You're tasked with destroying Dance, and are told where to find him. You go there, and you can either just straight-up kill him or convince him to live. Since he truly believes in the Brotherhood's ideals, he wants to be destroyed, unless you convince him otherwise.
Here's the stupid part:
If you leave Dance alive, when you leave, the elder is waiting for you. How he knew your location is a mystery. But you can convince him to let Dance live, in spite of every single thing he says and believes both before and after the quest contradicting his actions in this quest. It truly would have been better if you'd just returned with his dogtags and been able to say "yo he's dead dog", rather than talk at the elder until you get your way. If the elder truly has to confront you right there, make it a straight-up no excuses choice between Dance surviving and remaining a member of the Brotherhood.
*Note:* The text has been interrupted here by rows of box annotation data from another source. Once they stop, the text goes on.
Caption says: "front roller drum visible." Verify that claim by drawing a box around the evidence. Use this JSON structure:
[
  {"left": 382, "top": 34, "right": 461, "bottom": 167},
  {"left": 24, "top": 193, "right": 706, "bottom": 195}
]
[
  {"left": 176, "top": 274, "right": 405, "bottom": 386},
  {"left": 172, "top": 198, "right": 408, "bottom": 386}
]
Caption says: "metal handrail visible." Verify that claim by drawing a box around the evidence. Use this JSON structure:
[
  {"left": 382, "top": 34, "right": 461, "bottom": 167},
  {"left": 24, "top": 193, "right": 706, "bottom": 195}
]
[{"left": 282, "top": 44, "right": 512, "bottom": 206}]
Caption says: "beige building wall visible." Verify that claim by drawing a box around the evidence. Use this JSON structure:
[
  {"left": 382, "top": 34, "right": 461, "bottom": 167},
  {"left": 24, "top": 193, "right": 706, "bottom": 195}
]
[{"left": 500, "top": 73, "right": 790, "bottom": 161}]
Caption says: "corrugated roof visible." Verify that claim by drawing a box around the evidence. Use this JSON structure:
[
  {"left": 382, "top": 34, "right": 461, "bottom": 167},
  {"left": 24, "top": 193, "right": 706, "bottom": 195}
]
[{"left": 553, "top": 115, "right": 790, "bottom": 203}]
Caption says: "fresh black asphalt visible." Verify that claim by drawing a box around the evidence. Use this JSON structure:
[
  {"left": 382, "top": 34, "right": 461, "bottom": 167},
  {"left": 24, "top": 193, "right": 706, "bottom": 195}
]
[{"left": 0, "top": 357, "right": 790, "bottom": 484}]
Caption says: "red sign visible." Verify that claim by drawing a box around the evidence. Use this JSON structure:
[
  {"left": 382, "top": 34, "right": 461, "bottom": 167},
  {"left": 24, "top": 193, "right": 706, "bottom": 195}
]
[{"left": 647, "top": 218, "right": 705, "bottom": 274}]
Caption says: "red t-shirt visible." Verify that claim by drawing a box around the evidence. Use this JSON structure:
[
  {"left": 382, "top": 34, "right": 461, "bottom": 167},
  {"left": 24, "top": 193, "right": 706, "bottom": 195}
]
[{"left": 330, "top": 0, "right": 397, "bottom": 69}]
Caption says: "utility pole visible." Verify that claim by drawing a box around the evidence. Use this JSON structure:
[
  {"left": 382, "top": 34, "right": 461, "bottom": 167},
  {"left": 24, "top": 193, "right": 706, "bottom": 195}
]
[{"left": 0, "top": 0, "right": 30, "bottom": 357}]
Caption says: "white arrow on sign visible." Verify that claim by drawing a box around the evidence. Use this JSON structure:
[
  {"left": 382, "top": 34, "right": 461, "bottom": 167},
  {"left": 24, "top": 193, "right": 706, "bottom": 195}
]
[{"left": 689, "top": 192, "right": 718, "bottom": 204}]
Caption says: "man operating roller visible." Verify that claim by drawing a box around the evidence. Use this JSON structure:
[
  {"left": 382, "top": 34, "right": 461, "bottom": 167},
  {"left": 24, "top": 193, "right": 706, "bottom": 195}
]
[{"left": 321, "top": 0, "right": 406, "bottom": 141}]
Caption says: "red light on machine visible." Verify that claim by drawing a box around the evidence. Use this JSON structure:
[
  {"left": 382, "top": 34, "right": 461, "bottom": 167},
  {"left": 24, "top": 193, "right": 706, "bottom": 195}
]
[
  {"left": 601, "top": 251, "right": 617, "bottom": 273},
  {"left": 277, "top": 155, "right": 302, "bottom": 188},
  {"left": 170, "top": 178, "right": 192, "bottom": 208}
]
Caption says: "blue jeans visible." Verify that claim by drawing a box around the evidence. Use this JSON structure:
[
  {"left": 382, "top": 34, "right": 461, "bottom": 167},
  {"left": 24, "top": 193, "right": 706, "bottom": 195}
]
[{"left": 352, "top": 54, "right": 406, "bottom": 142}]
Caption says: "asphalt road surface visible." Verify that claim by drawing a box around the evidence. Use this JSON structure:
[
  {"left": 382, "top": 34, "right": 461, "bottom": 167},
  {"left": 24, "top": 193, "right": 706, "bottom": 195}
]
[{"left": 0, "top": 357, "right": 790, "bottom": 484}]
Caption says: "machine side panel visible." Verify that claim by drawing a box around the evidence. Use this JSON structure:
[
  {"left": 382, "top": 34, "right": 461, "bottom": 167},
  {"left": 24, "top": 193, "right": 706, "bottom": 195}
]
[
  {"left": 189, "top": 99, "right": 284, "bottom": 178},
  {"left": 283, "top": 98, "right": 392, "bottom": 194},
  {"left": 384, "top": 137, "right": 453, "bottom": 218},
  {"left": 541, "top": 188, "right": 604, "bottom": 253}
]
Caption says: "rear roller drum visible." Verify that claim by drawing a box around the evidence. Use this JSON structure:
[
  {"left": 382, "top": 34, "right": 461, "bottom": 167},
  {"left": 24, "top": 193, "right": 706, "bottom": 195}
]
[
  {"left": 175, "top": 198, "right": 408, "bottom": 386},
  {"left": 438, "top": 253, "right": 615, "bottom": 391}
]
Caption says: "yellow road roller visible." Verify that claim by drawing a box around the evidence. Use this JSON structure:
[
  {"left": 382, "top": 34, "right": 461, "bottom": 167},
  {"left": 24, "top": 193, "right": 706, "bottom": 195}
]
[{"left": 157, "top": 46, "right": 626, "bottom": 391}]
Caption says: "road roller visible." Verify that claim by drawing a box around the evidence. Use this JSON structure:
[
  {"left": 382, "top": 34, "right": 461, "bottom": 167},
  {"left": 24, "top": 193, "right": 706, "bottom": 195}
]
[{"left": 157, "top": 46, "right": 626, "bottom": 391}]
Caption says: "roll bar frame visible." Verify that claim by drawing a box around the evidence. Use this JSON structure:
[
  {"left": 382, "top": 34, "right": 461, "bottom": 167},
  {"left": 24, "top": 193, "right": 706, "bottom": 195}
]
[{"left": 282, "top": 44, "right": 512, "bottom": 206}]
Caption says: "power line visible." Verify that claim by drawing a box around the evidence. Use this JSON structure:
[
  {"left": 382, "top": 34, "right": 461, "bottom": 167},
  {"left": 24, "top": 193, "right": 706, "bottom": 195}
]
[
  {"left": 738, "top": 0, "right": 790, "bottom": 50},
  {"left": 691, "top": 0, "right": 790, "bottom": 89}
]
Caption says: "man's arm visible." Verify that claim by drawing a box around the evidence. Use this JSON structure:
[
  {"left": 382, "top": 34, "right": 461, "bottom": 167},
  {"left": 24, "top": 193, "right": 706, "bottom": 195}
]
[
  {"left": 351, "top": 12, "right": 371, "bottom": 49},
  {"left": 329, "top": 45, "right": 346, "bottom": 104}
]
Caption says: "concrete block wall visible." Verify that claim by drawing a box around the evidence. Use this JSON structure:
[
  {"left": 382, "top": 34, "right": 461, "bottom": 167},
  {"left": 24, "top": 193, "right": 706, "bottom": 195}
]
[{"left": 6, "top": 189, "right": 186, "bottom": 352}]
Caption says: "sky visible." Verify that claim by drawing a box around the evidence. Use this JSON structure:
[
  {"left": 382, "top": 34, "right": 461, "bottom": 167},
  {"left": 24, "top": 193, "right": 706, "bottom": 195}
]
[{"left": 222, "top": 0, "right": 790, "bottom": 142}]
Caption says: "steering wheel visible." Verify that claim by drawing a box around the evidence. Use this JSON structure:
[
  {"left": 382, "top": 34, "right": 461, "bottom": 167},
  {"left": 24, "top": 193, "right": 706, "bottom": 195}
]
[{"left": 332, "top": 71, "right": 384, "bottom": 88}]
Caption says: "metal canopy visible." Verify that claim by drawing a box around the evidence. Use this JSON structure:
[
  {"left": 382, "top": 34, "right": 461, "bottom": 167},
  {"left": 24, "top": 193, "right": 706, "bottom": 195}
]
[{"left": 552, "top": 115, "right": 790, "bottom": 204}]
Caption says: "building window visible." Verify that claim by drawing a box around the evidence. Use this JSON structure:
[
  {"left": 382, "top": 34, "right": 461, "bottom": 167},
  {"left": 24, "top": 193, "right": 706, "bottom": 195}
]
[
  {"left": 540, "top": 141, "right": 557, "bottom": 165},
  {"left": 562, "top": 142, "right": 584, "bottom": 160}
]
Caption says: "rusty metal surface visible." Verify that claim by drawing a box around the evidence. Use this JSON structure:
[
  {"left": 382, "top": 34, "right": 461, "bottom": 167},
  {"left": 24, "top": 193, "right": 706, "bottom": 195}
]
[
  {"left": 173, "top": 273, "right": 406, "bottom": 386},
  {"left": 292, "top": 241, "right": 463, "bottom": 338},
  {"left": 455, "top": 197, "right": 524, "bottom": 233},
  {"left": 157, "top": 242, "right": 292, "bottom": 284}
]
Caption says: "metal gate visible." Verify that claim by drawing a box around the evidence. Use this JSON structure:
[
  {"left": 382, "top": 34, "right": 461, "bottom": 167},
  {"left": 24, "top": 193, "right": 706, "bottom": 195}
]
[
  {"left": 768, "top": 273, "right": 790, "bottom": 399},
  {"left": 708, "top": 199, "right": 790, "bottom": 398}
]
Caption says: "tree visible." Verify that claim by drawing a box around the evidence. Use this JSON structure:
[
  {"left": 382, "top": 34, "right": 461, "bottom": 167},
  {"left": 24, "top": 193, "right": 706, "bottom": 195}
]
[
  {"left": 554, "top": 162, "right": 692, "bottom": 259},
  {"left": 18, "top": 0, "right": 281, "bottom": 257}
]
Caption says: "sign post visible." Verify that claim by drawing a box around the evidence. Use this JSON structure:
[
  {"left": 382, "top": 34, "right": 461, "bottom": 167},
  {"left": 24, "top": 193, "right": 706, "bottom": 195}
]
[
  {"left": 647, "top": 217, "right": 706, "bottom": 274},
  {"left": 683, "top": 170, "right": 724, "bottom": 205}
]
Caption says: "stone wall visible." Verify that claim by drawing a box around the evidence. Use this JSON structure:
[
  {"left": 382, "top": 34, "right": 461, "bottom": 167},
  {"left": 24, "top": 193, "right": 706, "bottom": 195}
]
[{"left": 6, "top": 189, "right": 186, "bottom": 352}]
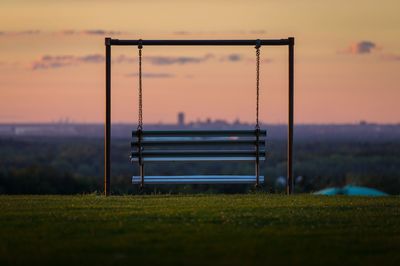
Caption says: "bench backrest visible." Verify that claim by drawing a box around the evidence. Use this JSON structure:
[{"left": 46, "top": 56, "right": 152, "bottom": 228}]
[{"left": 131, "top": 130, "right": 266, "bottom": 162}]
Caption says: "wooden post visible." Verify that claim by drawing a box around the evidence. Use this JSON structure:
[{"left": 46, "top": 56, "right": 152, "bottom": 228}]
[
  {"left": 104, "top": 38, "right": 111, "bottom": 196},
  {"left": 286, "top": 37, "right": 294, "bottom": 195}
]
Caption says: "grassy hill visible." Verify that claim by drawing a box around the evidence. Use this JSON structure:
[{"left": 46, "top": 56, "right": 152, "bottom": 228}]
[{"left": 0, "top": 194, "right": 400, "bottom": 265}]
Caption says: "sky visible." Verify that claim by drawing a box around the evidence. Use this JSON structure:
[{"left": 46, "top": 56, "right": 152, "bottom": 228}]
[{"left": 0, "top": 0, "right": 400, "bottom": 124}]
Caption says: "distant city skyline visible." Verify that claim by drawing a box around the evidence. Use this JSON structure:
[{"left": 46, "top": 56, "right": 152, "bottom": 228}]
[{"left": 0, "top": 0, "right": 400, "bottom": 123}]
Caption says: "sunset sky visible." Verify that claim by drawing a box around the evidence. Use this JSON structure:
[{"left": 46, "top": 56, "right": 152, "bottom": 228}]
[{"left": 0, "top": 0, "right": 400, "bottom": 123}]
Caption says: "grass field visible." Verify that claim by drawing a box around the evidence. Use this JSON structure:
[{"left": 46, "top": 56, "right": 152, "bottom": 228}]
[{"left": 0, "top": 194, "right": 400, "bottom": 265}]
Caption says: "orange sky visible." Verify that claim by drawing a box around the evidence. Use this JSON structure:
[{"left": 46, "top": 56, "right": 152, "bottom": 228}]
[{"left": 0, "top": 0, "right": 400, "bottom": 123}]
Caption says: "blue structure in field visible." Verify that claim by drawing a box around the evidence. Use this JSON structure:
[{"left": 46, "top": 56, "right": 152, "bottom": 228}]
[{"left": 314, "top": 185, "right": 388, "bottom": 197}]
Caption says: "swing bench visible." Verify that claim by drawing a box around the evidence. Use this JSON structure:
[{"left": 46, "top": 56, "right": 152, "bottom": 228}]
[{"left": 130, "top": 40, "right": 267, "bottom": 188}]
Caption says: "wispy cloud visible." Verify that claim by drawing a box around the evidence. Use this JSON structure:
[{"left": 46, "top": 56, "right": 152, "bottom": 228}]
[
  {"left": 381, "top": 54, "right": 400, "bottom": 62},
  {"left": 172, "top": 29, "right": 267, "bottom": 35},
  {"left": 0, "top": 29, "right": 124, "bottom": 37},
  {"left": 220, "top": 54, "right": 243, "bottom": 62},
  {"left": 31, "top": 54, "right": 104, "bottom": 70},
  {"left": 144, "top": 54, "right": 214, "bottom": 65},
  {"left": 0, "top": 30, "right": 42, "bottom": 37},
  {"left": 31, "top": 54, "right": 213, "bottom": 70},
  {"left": 342, "top": 41, "right": 378, "bottom": 55},
  {"left": 125, "top": 72, "right": 175, "bottom": 78},
  {"left": 55, "top": 29, "right": 124, "bottom": 36}
]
The excuse for not having to write more dialogue for every Brotherhood member if Dance lives is fine, as a note.
in the end:
Oblivion = New Vegas >>>>>>>>>>>>>>>>>>>>>>>>>>>>>>> Skyrim >> Fallout 4 > Fallout 3
WRPG ratings (simplified):
5/5: Oblivion, New Vegas, The Witcher 3, Jade Empire
4/5: The Witcher 2, Mass Effect, Dragon Age: Origins, Fable III, Deus Ex: Human Revolution
3/5: Skyrim, Mass Effect 2, Mass Effect 3, Dragon Age II, Fable, Fable II
2/5: Fallout 4, Dishonoured, The Lord of the Rings: War in the North
1/5: Fallout 3
yes fable iii was the best fable game fuck off
One last thing before I end this review:
Achievements have ruined me and the way I play games. If this game had come out on the Wii U or some shit, I would have plowed through to the Railroad ending and not given a single fuck (since the Minutemen's fort quest pissed me off). Instead, I used a flowchart to get all the achievements. I'm a terrible person.